# Metrics on Teichmüller spaces

I know that Teichmüller $\mathcal{T}_g$ spaces support different metrics. One of them is the Bergman metric; which is a particular case of the Bergman metric on any domain of holomorphy. On the other hand $\mathcal{T}_g$ is a Stein manifold by Bers' work. So $\mathcal{T}_g$ is a domain of holomorphy and support the Kähler structure induce by $\mathbb{C}^{3g-3}$ since there exists an holomorphic embedding of $\mathcal{T}_g$ in $\mathbb{C}^{3g-3}$.

Now my question is: Is the Bergman metric equivalent to the Kähler metric induce by $\mathbb{C}^{3g-3}$ If so how can I prove it?
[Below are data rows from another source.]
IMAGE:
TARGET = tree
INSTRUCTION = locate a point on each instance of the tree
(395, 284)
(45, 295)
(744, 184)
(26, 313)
Otherwise how can I prove the contrary?

These two metrics are not equivalent to each other:

1. The Bergman metric $d_B$ on $T_g$ is complete: this result is essentially due to Earle (who proved that Caratheodori metric $d_C$ on $T_g$ is complete, while $d_C$ is bounded from above by $d_B$), a "better" proof is due to B.-Y. Chen (2004) who proved that $d_B$ is equivalent to the Teichmuller metric on $T_g$ and the latter is complete. This proof is better since it provides a bilipschitz model for $d_B$.

2. If you use the Bers embedding $T_g\to {\mathbb C}^{3g-3}$ then the pull-back metric from ${\mathbb C}^{3g-3}$ is incomplete.